In Italia contagio stabile nonostante le riaperture

Secondo Silvestri, "la situazione in Italia rimane buona, con ad oggi solo 71 persone in terapia intensive per Covid-19 (1.7% del picco di 4.068 ricoveri), 940 ricoveri ospedalieri (erano 29.010 al picco) e 14.621 casi attivi". Sul perché non si sia verificata un'impennata di nuove infezioni dopo le riaperture, l'esperto avanza qualche ipotesi: "Stagionalità, distanziamento sociale, interventi di prevenzione mirata, immunità naturale, ma sarà importante continuare ad analizzare e capire cosa sta succedendo, perché se la R0, l'indice di trasmissione per Sars-CoV-2 in Italia (ed in Europa) rimane inferiore a 1 senza lockdown è una notizia bella ed importante per tutti". Tuttavia, i numeri dell'emergenza continuano a crescere nel resto del mondo, Stati Uniti e Brasile in testa, ma "l'aumento del numero dei nuovi casi che va avanti da quasi due mesi ma non è accompagnato da un aumento corrispondente del numero delle morti – ha specificato Silvestri -. A questo punto è chiaro che la pandemia si è diffusa più o meno ovunque, anche se la mortalità pro-capite nei climi equatoriali e tropicali rimane molto minore di quella vista in Europa e Nord America nel periodo marzo-aprile 2020 (questo nonostante servizi sanitari in genere molto meno efficienti)".
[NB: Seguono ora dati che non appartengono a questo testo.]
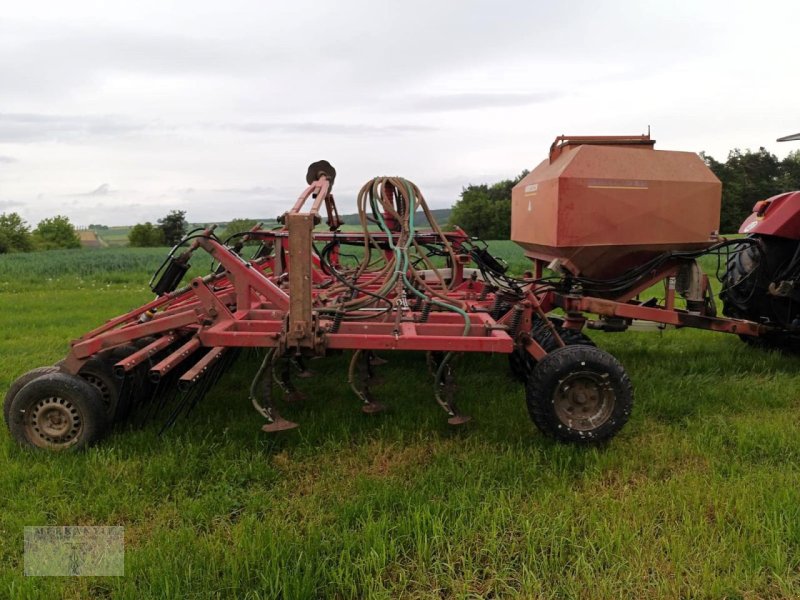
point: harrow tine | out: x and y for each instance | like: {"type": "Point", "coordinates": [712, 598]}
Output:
{"type": "Point", "coordinates": [444, 386]}
{"type": "Point", "coordinates": [283, 377]}
{"type": "Point", "coordinates": [360, 372]}
{"type": "Point", "coordinates": [299, 363]}
{"type": "Point", "coordinates": [266, 408]}
{"type": "Point", "coordinates": [375, 360]}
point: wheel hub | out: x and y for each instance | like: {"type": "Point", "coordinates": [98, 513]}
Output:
{"type": "Point", "coordinates": [584, 400]}
{"type": "Point", "coordinates": [54, 422]}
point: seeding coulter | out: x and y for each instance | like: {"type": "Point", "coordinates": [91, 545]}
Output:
{"type": "Point", "coordinates": [603, 220]}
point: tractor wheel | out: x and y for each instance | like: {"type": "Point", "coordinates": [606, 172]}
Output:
{"type": "Point", "coordinates": [58, 411]}
{"type": "Point", "coordinates": [579, 394]}
{"type": "Point", "coordinates": [745, 291]}
{"type": "Point", "coordinates": [521, 362]}
{"type": "Point", "coordinates": [19, 383]}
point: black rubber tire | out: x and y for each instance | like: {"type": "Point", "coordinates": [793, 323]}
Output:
{"type": "Point", "coordinates": [521, 362]}
{"type": "Point", "coordinates": [98, 372]}
{"type": "Point", "coordinates": [65, 394]}
{"type": "Point", "coordinates": [21, 382]}
{"type": "Point", "coordinates": [579, 364]}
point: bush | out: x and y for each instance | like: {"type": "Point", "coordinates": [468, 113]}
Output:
{"type": "Point", "coordinates": [56, 232]}
{"type": "Point", "coordinates": [238, 226]}
{"type": "Point", "coordinates": [146, 235]}
{"type": "Point", "coordinates": [174, 226]}
{"type": "Point", "coordinates": [14, 234]}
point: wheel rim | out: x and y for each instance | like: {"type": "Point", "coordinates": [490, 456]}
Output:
{"type": "Point", "coordinates": [54, 422]}
{"type": "Point", "coordinates": [584, 400]}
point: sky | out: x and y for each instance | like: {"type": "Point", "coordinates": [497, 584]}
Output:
{"type": "Point", "coordinates": [117, 112]}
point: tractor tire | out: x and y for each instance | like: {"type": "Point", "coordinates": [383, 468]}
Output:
{"type": "Point", "coordinates": [58, 411]}
{"type": "Point", "coordinates": [745, 291]}
{"type": "Point", "coordinates": [19, 383]}
{"type": "Point", "coordinates": [579, 394]}
{"type": "Point", "coordinates": [521, 363]}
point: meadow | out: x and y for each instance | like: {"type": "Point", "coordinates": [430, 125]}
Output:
{"type": "Point", "coordinates": [698, 497]}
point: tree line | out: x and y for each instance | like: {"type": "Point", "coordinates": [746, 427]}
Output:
{"type": "Point", "coordinates": [747, 176]}
{"type": "Point", "coordinates": [49, 234]}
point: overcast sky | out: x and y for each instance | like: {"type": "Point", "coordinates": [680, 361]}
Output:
{"type": "Point", "coordinates": [116, 112]}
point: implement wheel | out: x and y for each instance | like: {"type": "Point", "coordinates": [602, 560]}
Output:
{"type": "Point", "coordinates": [521, 362]}
{"type": "Point", "coordinates": [58, 411]}
{"type": "Point", "coordinates": [579, 394]}
{"type": "Point", "coordinates": [98, 373]}
{"type": "Point", "coordinates": [19, 383]}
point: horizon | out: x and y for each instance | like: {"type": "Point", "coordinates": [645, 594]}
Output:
{"type": "Point", "coordinates": [119, 113]}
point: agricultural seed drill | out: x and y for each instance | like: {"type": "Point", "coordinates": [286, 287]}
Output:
{"type": "Point", "coordinates": [603, 219]}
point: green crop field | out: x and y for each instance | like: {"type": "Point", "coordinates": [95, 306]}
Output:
{"type": "Point", "coordinates": [698, 497]}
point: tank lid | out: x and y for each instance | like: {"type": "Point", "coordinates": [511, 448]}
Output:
{"type": "Point", "coordinates": [566, 141]}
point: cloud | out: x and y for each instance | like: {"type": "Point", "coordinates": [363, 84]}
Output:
{"type": "Point", "coordinates": [300, 128]}
{"type": "Point", "coordinates": [32, 127]}
{"type": "Point", "coordinates": [476, 100]}
{"type": "Point", "coordinates": [103, 189]}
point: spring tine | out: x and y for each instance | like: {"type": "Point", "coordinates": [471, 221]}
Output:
{"type": "Point", "coordinates": [358, 375]}
{"type": "Point", "coordinates": [444, 388]}
{"type": "Point", "coordinates": [283, 378]}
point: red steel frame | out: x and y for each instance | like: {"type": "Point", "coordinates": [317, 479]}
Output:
{"type": "Point", "coordinates": [273, 302]}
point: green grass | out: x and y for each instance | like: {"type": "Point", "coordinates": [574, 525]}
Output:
{"type": "Point", "coordinates": [698, 497]}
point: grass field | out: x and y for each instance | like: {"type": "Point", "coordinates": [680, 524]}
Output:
{"type": "Point", "coordinates": [698, 497]}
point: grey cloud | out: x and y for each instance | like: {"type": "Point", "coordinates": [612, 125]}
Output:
{"type": "Point", "coordinates": [30, 127]}
{"type": "Point", "coordinates": [102, 190]}
{"type": "Point", "coordinates": [469, 101]}
{"type": "Point", "coordinates": [357, 129]}
{"type": "Point", "coordinates": [255, 190]}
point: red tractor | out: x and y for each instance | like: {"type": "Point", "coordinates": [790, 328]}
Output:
{"type": "Point", "coordinates": [762, 280]}
{"type": "Point", "coordinates": [603, 220]}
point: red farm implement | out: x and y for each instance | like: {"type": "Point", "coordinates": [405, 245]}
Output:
{"type": "Point", "coordinates": [603, 219]}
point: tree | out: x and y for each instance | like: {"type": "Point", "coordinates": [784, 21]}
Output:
{"type": "Point", "coordinates": [239, 225]}
{"type": "Point", "coordinates": [55, 232]}
{"type": "Point", "coordinates": [15, 236]}
{"type": "Point", "coordinates": [174, 226]}
{"type": "Point", "coordinates": [748, 177]}
{"type": "Point", "coordinates": [145, 235]}
{"type": "Point", "coordinates": [484, 211]}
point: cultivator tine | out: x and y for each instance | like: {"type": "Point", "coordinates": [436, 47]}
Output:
{"type": "Point", "coordinates": [358, 376]}
{"type": "Point", "coordinates": [283, 377]}
{"type": "Point", "coordinates": [262, 385]}
{"type": "Point", "coordinates": [300, 364]}
{"type": "Point", "coordinates": [375, 360]}
{"type": "Point", "coordinates": [444, 386]}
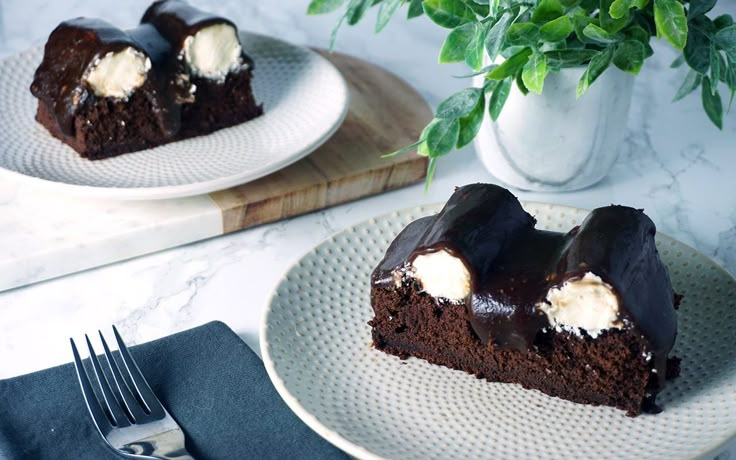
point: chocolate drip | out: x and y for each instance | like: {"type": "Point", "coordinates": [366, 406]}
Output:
{"type": "Point", "coordinates": [177, 20]}
{"type": "Point", "coordinates": [617, 244]}
{"type": "Point", "coordinates": [77, 45]}
{"type": "Point", "coordinates": [70, 50]}
{"type": "Point", "coordinates": [477, 223]}
{"type": "Point", "coordinates": [503, 308]}
{"type": "Point", "coordinates": [513, 265]}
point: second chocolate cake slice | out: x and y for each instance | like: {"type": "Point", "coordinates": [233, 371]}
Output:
{"type": "Point", "coordinates": [587, 316]}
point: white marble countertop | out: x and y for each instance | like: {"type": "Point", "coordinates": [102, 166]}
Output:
{"type": "Point", "coordinates": [674, 164]}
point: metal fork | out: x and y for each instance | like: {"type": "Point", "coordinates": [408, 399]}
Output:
{"type": "Point", "coordinates": [130, 417]}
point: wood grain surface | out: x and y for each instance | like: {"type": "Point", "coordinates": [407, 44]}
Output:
{"type": "Point", "coordinates": [385, 114]}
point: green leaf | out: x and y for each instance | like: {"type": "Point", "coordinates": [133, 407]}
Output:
{"type": "Point", "coordinates": [457, 41]}
{"type": "Point", "coordinates": [712, 103]}
{"type": "Point", "coordinates": [579, 23]}
{"type": "Point", "coordinates": [406, 149]}
{"type": "Point", "coordinates": [474, 51]}
{"type": "Point", "coordinates": [511, 65]}
{"type": "Point", "coordinates": [431, 168]}
{"type": "Point", "coordinates": [609, 23]}
{"type": "Point", "coordinates": [569, 57]}
{"type": "Point", "coordinates": [697, 50]}
{"type": "Point", "coordinates": [619, 8]}
{"type": "Point", "coordinates": [723, 21]}
{"type": "Point", "coordinates": [356, 10]}
{"type": "Point", "coordinates": [489, 86]}
{"type": "Point", "coordinates": [494, 40]}
{"type": "Point", "coordinates": [479, 8]}
{"type": "Point", "coordinates": [459, 104]}
{"type": "Point", "coordinates": [324, 6]}
{"type": "Point", "coordinates": [678, 62]}
{"type": "Point", "coordinates": [441, 137]}
{"type": "Point", "coordinates": [470, 124]}
{"type": "Point", "coordinates": [629, 56]}
{"type": "Point", "coordinates": [691, 83]}
{"type": "Point", "coordinates": [715, 68]}
{"type": "Point", "coordinates": [535, 70]}
{"type": "Point", "coordinates": [547, 10]}
{"type": "Point", "coordinates": [448, 13]}
{"type": "Point", "coordinates": [726, 40]}
{"type": "Point", "coordinates": [415, 9]}
{"type": "Point", "coordinates": [520, 84]}
{"type": "Point", "coordinates": [598, 64]}
{"type": "Point", "coordinates": [556, 30]}
{"type": "Point", "coordinates": [522, 34]}
{"type": "Point", "coordinates": [498, 98]}
{"type": "Point", "coordinates": [698, 7]}
{"type": "Point", "coordinates": [671, 22]}
{"type": "Point", "coordinates": [599, 35]}
{"type": "Point", "coordinates": [386, 12]}
{"type": "Point", "coordinates": [642, 36]}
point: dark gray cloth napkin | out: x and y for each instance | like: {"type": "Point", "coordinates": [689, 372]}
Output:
{"type": "Point", "coordinates": [210, 381]}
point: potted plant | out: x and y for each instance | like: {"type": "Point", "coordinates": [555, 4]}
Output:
{"type": "Point", "coordinates": [540, 60]}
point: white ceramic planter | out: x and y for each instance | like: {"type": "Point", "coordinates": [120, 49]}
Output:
{"type": "Point", "coordinates": [553, 141]}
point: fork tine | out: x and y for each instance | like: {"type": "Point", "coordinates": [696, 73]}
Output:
{"type": "Point", "coordinates": [142, 389]}
{"type": "Point", "coordinates": [131, 403]}
{"type": "Point", "coordinates": [119, 417]}
{"type": "Point", "coordinates": [101, 420]}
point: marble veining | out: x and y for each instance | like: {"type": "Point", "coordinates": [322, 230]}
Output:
{"type": "Point", "coordinates": [673, 163]}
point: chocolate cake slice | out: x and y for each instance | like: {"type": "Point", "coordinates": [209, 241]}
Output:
{"type": "Point", "coordinates": [105, 91]}
{"type": "Point", "coordinates": [217, 67]}
{"type": "Point", "coordinates": [587, 316]}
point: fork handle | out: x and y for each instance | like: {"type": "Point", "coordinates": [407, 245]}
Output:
{"type": "Point", "coordinates": [164, 446]}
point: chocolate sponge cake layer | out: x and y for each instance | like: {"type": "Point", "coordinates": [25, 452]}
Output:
{"type": "Point", "coordinates": [611, 370]}
{"type": "Point", "coordinates": [237, 105]}
{"type": "Point", "coordinates": [587, 315]}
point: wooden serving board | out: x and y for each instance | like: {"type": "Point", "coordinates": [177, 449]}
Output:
{"type": "Point", "coordinates": [385, 115]}
{"type": "Point", "coordinates": [45, 235]}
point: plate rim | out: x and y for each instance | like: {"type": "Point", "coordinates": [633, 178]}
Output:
{"type": "Point", "coordinates": [197, 188]}
{"type": "Point", "coordinates": [336, 438]}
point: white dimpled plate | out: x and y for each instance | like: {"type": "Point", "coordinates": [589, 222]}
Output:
{"type": "Point", "coordinates": [316, 346]}
{"type": "Point", "coordinates": [305, 100]}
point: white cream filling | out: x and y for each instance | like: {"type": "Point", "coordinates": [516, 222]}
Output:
{"type": "Point", "coordinates": [442, 275]}
{"type": "Point", "coordinates": [118, 74]}
{"type": "Point", "coordinates": [585, 303]}
{"type": "Point", "coordinates": [213, 51]}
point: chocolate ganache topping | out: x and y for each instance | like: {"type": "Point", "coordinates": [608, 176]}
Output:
{"type": "Point", "coordinates": [177, 21]}
{"type": "Point", "coordinates": [513, 266]}
{"type": "Point", "coordinates": [75, 47]}
{"type": "Point", "coordinates": [78, 47]}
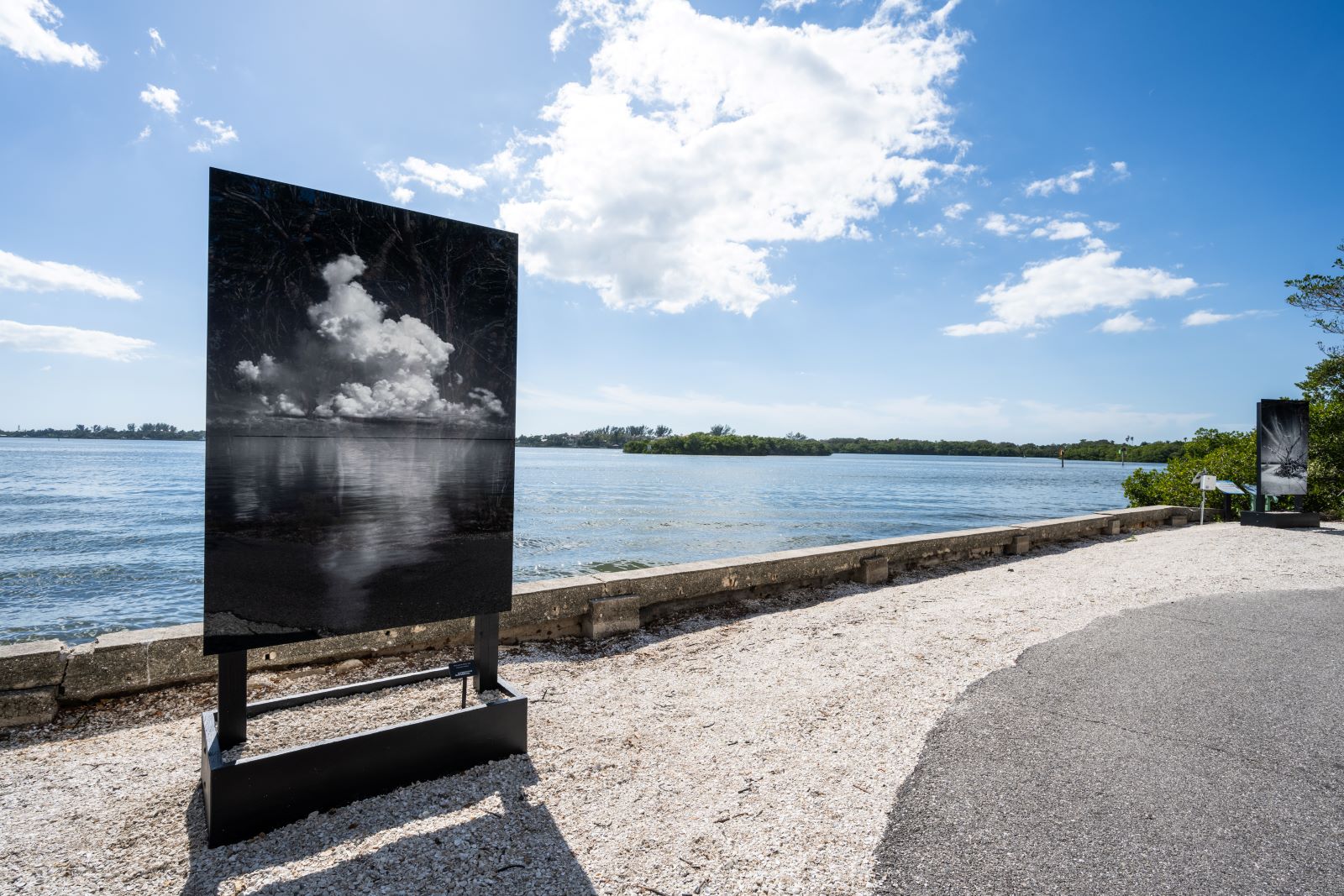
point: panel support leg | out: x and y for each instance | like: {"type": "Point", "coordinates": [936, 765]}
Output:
{"type": "Point", "coordinates": [233, 699]}
{"type": "Point", "coordinates": [487, 652]}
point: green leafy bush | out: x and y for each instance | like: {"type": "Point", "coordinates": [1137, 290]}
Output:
{"type": "Point", "coordinates": [1229, 456]}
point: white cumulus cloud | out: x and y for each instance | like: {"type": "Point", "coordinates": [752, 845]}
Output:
{"type": "Point", "coordinates": [29, 27]}
{"type": "Point", "coordinates": [1126, 322]}
{"type": "Point", "coordinates": [398, 179]}
{"type": "Point", "coordinates": [1070, 285]}
{"type": "Point", "coordinates": [165, 100]}
{"type": "Point", "coordinates": [360, 363]}
{"type": "Point", "coordinates": [26, 275]}
{"type": "Point", "coordinates": [1068, 181]}
{"type": "Point", "coordinates": [71, 340]}
{"type": "Point", "coordinates": [218, 134]}
{"type": "Point", "coordinates": [701, 144]}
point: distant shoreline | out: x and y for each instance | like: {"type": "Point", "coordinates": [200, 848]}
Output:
{"type": "Point", "coordinates": [128, 437]}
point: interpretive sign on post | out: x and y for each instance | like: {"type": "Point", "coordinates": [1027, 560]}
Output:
{"type": "Point", "coordinates": [360, 476]}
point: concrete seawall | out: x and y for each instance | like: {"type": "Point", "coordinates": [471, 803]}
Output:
{"type": "Point", "coordinates": [39, 676]}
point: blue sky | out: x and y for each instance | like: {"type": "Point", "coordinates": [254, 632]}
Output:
{"type": "Point", "coordinates": [1001, 219]}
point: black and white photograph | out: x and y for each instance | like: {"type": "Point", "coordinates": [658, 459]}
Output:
{"type": "Point", "coordinates": [360, 458]}
{"type": "Point", "coordinates": [1283, 446]}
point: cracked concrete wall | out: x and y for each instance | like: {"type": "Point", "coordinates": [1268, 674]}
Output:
{"type": "Point", "coordinates": [39, 674]}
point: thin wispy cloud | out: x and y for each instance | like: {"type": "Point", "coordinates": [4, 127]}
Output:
{"type": "Point", "coordinates": [24, 275]}
{"type": "Point", "coordinates": [165, 100]}
{"type": "Point", "coordinates": [398, 177]}
{"type": "Point", "coordinates": [29, 27]}
{"type": "Point", "coordinates": [1206, 317]}
{"type": "Point", "coordinates": [701, 145]}
{"type": "Point", "coordinates": [71, 340]}
{"type": "Point", "coordinates": [1062, 230]}
{"type": "Point", "coordinates": [1072, 285]}
{"type": "Point", "coordinates": [1068, 183]}
{"type": "Point", "coordinates": [1126, 322]}
{"type": "Point", "coordinates": [218, 134]}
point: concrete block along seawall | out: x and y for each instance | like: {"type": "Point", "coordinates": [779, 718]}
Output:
{"type": "Point", "coordinates": [38, 678]}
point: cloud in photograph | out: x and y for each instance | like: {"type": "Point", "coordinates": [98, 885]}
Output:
{"type": "Point", "coordinates": [71, 340]}
{"type": "Point", "coordinates": [26, 275]}
{"type": "Point", "coordinates": [218, 134]}
{"type": "Point", "coordinates": [1070, 285]}
{"type": "Point", "coordinates": [398, 177]}
{"type": "Point", "coordinates": [29, 27]}
{"type": "Point", "coordinates": [1126, 322]}
{"type": "Point", "coordinates": [165, 100]}
{"type": "Point", "coordinates": [355, 362]}
{"type": "Point", "coordinates": [1070, 181]}
{"type": "Point", "coordinates": [701, 145]}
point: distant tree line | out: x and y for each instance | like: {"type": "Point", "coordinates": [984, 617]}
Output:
{"type": "Point", "coordinates": [722, 439]}
{"type": "Point", "coordinates": [1082, 450]}
{"type": "Point", "coordinates": [725, 443]}
{"type": "Point", "coordinates": [158, 432]}
{"type": "Point", "coordinates": [604, 437]}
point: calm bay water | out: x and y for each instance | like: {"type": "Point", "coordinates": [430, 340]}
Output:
{"type": "Point", "coordinates": [97, 537]}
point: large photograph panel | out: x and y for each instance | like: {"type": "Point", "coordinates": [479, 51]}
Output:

Cure e trattamenti tra vaccino e anticorpi monoclonali

Oltre ai progressi segnalati nei "nuovi approcci per condurre interventi mirati di prevenzione basati sul monitoraggio dello status virologico: rapid testing e group testing", Silvestri si è espresso con ottimismo anche sulla questione vaccino, unica vera arma, secondo gli esperti, per sconfiggere Covid-19 e tornare alla normalità. "Ci sono al momento 179 – non è un errore: sono proprio centosettantanove – candidati vaccini in via di sviluppo, di cui 17 in fase clinica – ha spiegato il virologo -. Appartengono a ben nove categorie diverse: vaccini a virus inattivato, virus attenuato, subunità proteica, DNA, RNA, vettori virali replicanti, vettori virali non-replicanti, virus-like particles (VLP), ed altri". Grande ottimismo, molti candidati promettenti, ma "non credo che, nonostante questa tempistica accelerata, potremo contare su questi vaccini per contrastare una eventuale seconda ondata nel dicembre/gennaio 2020-2021. Forse però potremo per questa ondata contare su un’altro game changer". Il riferimento di Silvestri è agli anticorpi monoclonali e al plasma dei convalescenti per il trattamenti dei pazienti Covid: "Ci sono vari anticorpi monoclonali derivati dal sangue di soggetti guariti, da usare da soli o in combinazioni (i cosiddetti cocktails), che si sono dimostrati potentissimi nei vari modelli animali per Covid-19 e che ora sono in studi clinici di Fase I e II. Ricordo che la loro efficacia sarà più veloce da dimostrarsi di quella dei vaccini, in quanto si prefigurano almeno inizialmente come agenti di terapia e/o profilassi post-esposizione. Siccome l’emivita di questi anticorpi è nell’ordine di 3-4 settimane, si potrebbe configurare uno scenario in cui tali anticorpi avranno un impatto drammatico nel ridurre i danni clinici di una eventuale seconda ondata nell’inverno 2020-2021″. Sul plasma di soggetti convalescenti "dico solo che abbiamo una bellissima notizia che viene proprio dalla nostra Emory University – ha concluso Silvestri -, di cui però non posso ancora parlare. È una storia splendida, che presto condivideremo".